A Saudi Arabian man made news yesterday for attempting to sell his son on Facebook in order to save his wife and daughter from poverty.
The man, Saud bin Nasser Al Shahry, said that he had been forced into finding a solution after his illegal debt collecting business was shut down and he was denied help by authorities.
The move has sparked controversy over human trafficking issues. Although human trafficking is illegal in Saudi Arabia, the United States Department of State has categorized it as a Tier 3 country. Tier 3 countries are "countries whose governments do not fully comply with the maximum standards and are not making significant efforts to do so."
However, human traffic in Saudi Arabia typically refers to immigrants coming into the country and not to the citizens themselves. The country was categorized in the third tier primarily for its failure to persecute those who are guilty of accepting involuntary servitude.

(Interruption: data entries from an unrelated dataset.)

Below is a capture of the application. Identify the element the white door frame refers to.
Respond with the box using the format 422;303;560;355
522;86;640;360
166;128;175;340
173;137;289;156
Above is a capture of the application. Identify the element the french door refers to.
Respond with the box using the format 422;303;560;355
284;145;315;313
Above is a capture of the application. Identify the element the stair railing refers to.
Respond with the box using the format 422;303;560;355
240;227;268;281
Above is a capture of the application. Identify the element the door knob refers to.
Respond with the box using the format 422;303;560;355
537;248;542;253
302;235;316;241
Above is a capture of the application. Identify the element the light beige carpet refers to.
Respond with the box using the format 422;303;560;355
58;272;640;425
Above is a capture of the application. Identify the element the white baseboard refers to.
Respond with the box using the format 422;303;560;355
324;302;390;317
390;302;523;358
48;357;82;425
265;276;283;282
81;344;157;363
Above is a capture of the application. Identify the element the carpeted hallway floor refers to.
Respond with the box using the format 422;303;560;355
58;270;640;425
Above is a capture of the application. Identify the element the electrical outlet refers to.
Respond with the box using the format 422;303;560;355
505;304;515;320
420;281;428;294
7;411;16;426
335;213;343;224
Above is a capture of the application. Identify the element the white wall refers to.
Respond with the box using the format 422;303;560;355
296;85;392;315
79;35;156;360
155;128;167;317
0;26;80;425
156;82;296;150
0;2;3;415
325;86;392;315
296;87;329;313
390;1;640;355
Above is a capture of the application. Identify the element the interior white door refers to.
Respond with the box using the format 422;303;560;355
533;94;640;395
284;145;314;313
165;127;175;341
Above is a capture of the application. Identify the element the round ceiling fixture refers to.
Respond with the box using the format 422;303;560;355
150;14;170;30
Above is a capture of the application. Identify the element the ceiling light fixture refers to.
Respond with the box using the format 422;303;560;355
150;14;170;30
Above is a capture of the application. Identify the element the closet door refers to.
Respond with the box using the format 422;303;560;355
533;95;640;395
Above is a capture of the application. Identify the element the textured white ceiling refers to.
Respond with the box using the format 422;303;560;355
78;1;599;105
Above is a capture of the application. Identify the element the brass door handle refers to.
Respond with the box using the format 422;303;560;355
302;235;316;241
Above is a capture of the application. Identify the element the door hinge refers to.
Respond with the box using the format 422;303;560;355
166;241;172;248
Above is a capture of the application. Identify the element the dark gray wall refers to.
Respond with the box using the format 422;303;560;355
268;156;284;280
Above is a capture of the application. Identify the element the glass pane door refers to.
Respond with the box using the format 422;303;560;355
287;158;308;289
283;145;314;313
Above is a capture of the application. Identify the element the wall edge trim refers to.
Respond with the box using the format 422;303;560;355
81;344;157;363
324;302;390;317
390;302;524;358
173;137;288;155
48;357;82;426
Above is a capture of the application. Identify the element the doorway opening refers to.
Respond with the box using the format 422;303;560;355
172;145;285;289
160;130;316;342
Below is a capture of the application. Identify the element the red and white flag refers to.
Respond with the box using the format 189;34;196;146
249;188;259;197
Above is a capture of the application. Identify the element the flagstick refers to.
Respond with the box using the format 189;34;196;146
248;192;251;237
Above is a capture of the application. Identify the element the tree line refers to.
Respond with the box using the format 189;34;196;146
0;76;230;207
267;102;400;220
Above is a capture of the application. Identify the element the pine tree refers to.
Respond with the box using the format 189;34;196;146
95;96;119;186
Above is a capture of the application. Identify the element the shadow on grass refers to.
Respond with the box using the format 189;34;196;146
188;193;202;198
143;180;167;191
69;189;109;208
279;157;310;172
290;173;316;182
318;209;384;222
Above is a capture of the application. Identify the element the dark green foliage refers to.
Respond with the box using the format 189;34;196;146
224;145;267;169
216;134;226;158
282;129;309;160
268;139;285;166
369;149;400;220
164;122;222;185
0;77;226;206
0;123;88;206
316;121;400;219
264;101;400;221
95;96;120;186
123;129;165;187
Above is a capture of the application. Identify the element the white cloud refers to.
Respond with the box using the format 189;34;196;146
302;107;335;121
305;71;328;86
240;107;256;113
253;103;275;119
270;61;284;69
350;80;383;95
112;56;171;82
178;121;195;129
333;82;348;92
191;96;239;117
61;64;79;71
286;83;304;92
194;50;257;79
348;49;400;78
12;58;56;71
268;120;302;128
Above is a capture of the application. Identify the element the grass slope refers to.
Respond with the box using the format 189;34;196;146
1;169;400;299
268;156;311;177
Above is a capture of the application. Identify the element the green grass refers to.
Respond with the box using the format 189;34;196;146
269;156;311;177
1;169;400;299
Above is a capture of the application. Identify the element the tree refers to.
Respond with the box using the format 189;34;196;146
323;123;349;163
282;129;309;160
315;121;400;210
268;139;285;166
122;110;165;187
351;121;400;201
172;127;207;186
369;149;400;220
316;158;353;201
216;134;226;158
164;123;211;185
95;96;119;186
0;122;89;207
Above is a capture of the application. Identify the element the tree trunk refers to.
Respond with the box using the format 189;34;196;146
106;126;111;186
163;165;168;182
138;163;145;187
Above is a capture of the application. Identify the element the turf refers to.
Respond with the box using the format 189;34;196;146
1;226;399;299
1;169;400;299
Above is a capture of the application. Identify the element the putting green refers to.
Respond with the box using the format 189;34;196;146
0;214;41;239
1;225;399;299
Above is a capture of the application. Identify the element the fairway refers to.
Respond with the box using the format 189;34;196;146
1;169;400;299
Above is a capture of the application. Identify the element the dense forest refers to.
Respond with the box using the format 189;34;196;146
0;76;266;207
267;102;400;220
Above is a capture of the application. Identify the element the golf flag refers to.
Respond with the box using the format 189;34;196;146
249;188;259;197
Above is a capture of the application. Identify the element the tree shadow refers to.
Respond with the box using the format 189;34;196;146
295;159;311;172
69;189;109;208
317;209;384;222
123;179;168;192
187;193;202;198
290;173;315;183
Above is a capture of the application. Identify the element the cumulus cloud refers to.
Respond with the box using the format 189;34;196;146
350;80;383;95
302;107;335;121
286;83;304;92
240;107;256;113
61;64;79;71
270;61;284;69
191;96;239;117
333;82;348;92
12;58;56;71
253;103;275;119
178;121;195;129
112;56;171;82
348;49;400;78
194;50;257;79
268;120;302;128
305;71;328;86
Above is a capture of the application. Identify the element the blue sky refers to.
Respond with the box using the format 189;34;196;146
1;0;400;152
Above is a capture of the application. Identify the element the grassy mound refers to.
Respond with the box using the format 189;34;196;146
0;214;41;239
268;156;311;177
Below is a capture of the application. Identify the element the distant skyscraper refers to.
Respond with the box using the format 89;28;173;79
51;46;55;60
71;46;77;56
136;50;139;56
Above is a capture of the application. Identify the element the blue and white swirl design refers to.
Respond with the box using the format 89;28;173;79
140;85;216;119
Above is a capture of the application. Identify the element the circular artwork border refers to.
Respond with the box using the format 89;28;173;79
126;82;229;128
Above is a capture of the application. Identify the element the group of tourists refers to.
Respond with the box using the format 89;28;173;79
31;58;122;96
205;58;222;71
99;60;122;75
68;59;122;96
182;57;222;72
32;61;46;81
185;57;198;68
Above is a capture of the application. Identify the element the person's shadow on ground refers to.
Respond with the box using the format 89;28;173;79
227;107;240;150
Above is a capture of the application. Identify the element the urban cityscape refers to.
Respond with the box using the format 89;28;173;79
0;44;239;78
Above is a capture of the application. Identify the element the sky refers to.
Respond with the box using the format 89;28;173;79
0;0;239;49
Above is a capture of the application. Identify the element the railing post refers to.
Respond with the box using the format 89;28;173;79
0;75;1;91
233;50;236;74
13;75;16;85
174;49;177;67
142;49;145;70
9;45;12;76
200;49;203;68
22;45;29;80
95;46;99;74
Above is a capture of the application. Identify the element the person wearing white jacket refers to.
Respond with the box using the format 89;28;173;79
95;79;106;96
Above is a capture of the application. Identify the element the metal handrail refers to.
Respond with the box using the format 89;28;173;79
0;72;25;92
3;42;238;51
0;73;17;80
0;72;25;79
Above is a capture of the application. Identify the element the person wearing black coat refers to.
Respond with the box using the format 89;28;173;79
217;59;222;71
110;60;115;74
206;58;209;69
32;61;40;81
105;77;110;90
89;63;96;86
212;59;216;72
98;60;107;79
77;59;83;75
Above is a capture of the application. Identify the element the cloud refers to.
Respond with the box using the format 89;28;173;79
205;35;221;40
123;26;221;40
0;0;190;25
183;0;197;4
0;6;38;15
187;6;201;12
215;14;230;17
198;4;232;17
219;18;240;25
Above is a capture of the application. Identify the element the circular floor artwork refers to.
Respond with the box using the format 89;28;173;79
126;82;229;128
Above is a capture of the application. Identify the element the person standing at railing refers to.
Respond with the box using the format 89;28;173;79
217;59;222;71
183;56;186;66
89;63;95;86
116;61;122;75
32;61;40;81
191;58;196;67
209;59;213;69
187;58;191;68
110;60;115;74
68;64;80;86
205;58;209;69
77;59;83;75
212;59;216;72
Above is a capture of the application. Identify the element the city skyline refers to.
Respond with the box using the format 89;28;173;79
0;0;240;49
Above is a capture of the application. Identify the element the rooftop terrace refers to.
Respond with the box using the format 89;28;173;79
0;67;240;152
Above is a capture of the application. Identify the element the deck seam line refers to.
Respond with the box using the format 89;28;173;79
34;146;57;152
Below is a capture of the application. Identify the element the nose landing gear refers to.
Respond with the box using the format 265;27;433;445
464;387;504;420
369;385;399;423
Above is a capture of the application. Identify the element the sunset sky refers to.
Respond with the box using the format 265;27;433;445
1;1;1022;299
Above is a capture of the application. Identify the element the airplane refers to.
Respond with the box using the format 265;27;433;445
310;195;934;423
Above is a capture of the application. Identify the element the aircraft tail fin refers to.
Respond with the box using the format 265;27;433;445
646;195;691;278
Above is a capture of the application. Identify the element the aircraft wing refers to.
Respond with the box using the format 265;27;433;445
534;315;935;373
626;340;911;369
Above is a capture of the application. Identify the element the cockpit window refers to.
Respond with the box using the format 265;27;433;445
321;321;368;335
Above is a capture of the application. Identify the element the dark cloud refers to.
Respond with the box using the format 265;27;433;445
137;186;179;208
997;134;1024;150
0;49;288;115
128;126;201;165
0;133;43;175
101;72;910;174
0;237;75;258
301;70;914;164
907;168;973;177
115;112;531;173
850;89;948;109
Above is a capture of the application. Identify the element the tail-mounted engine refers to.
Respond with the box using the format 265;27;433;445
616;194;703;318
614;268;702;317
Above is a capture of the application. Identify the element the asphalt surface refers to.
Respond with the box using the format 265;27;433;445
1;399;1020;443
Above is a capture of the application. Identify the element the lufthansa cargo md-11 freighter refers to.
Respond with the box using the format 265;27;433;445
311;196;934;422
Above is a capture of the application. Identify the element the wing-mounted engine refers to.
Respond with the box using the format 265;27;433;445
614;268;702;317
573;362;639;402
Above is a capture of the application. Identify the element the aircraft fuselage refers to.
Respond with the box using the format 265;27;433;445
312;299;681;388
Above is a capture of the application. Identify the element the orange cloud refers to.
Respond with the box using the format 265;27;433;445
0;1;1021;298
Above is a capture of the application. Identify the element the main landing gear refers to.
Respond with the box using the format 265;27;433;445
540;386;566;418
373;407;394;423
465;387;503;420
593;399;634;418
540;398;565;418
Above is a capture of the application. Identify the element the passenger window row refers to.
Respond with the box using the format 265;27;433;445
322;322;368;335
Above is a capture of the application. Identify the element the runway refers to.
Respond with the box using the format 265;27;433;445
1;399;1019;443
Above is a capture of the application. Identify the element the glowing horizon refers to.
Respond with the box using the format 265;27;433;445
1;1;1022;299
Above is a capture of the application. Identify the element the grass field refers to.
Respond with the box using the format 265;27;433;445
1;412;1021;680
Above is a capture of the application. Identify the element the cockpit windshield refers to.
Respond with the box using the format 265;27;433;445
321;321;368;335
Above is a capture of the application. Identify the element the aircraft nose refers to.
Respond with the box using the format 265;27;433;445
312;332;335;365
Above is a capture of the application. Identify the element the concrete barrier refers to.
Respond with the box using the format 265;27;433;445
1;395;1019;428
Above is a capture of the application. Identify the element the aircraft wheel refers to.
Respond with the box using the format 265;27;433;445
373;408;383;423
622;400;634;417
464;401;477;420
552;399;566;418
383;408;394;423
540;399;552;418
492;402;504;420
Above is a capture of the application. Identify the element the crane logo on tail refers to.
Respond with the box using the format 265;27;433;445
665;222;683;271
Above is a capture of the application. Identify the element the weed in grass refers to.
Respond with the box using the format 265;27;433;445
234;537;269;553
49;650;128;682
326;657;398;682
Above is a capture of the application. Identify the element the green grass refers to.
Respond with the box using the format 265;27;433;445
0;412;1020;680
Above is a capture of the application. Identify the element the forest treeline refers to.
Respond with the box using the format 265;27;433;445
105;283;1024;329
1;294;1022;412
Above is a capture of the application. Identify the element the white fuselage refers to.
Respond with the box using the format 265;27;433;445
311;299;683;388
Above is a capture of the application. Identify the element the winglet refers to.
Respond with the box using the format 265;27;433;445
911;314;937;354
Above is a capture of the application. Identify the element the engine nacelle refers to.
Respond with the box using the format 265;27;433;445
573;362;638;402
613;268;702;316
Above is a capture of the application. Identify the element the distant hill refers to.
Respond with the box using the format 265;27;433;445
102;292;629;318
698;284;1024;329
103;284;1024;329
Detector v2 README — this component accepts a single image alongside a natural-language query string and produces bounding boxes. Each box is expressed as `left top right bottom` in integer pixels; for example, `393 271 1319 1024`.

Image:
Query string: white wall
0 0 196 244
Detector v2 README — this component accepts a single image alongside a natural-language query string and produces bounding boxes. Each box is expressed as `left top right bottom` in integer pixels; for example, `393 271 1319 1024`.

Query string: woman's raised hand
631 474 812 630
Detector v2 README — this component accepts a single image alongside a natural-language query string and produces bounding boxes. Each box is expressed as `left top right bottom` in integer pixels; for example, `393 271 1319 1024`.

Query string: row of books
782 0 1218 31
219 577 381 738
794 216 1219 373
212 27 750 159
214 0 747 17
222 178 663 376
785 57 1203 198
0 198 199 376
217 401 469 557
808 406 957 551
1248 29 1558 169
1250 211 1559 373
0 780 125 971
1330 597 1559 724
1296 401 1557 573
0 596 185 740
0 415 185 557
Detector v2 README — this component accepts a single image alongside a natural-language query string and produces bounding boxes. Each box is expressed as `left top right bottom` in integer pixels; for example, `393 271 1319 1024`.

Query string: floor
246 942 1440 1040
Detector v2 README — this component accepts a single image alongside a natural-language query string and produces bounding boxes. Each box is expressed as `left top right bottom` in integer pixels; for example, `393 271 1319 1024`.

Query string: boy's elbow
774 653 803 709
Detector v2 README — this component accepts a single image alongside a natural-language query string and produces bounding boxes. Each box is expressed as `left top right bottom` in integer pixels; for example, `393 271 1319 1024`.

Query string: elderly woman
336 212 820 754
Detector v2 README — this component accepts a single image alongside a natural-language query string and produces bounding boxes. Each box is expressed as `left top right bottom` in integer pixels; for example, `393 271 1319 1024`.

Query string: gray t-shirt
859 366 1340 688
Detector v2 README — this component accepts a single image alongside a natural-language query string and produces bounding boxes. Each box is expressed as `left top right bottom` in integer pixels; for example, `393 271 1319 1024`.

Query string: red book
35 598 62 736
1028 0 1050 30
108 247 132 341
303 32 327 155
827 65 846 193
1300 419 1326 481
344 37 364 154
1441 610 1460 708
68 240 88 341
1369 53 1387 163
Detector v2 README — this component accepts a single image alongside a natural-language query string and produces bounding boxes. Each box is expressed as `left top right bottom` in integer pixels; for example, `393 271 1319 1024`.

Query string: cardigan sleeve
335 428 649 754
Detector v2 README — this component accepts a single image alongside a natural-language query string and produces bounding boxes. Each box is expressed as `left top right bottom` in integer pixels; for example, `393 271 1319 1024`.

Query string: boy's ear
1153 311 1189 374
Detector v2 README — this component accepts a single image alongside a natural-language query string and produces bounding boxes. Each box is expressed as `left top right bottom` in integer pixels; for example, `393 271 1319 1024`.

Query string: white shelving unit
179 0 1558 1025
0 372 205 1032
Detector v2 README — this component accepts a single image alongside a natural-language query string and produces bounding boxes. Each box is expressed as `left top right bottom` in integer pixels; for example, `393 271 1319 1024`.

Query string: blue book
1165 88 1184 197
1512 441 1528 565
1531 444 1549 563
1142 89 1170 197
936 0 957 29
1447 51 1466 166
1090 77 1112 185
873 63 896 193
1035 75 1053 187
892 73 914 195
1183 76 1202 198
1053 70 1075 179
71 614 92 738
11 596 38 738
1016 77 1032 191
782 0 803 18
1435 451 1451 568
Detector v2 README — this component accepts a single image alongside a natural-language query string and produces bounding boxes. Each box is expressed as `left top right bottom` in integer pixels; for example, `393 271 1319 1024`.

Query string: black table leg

Al Shahry reported on Facebook that he would be willing to go to court in order to complete that transaction, and in addition to the $20 million dollars, only asked in what city the buyer lived.
Facebook laws also forbid illegal transactions. According to Facebook’s Statement of Rights and Responsibilities, “You will not post content or take any action on Facebook that infringes or violates someone else’s rights or otherwise violates the law.”
Considering that human trafficking violates both of those clauses, it is unlikely that the sale could be carried out on Facebook, regardless of the restrictions imposed by the Saudi government.
Most Saudi Arabians benefit from government programs, which are geared to reduce poverty. According to Encyclopedia for the Nations, “Saudi citizens are given free education and health care, and all adult Saudis are entitled to a plot of land and a loan of U.S. $80,000 with which to build a house.